Replace the Kafka client’s identified schema. On this step, we simply want so as to add the brand new column title to a easy array listing. For instance:

Replace the DataLoader’s SQL logic for the brand new column. A DataLoader is liable for selling the information from the staging space to the manufacturing desk.

class DataLoader::ShopsTable  this one is the brand new column  this one is the brand new column

Switch the information that has been loaded within the meantime from the dw_md_missing_data SUPER column to the newly added column after which clear up. On this step, we simply have to run a knowledge migration like the next:

BEGIN;
 
  /*
    Switch the information from the `dw_md_missing_data` to the corresponding column
  */
  UPDATE manufacturing.outlets
  SET new_column = dw_md_missing_data.new_column::varchar(255)
  WHERE dw_md_missing_data.new_column IS NOT NULL;
 
  /*
    Clear up dw_md_missing_data column
  */
  UPDATE manufacturing.outlets
  SET dw_md_missing_data = NULL
  WHERE dw_md_missing_data IS NOT NULL;
 
END TRANSACTION;

To carry out the previous operations, we make it possible for nobody else performs adjustments to the manufacturing.outlets desk as a result of we wish no new knowledge to be added to the dw_md_missing_data column.

Conclusion

The answer mentioned on this put up enabled Skroutz to handle schema evolution in operational databases whereas seamlessly updating the information warehouse. This alleviated the necessity for fixed growth crew coordination and eliminated dangers of knowledge loss throughout releases, in the end fostering innovation fairly than stifling it.

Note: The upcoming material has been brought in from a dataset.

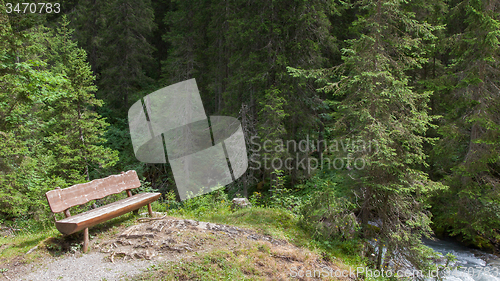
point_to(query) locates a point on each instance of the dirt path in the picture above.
(138, 247)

Because the migration of Skroutz to the AWS Cloud approaches, discussions are underway on how the present structure may be tailored to align extra carefully with AWS-centered ideas. To that finish, one of many adjustments being thought-about is Amazon Redshift streaming ingestion from Amazon Managed Streaming for Apache Kafka (Amazon MSK) or open supply Kafka, which is able to make it potential for Skroutz to course of massive volumes of streaming knowledge from a number of sources with low latency and excessive throughput to derive insights in seconds.

When you face related challenges, focus on with an AWS consultant and work backward out of your use case to offer probably the most appropriate answer.

Concerning the authors

Konstantina Mavrodimitraki is a Senior Options Architect at Amazon Internet Providers, the place she assists clients in designing scalable, sturdy, and safe methods in world markets. With deep experience in knowledge technique, knowledge warehousing, and large knowledge methods, she helps organizations remodel their knowledge landscapes. A passionate technologist and other people particular person, Konstantina loves exploring rising applied sciences and helps the native tech communities. Moreover, she enjoys studying books and taking part in together with her canine.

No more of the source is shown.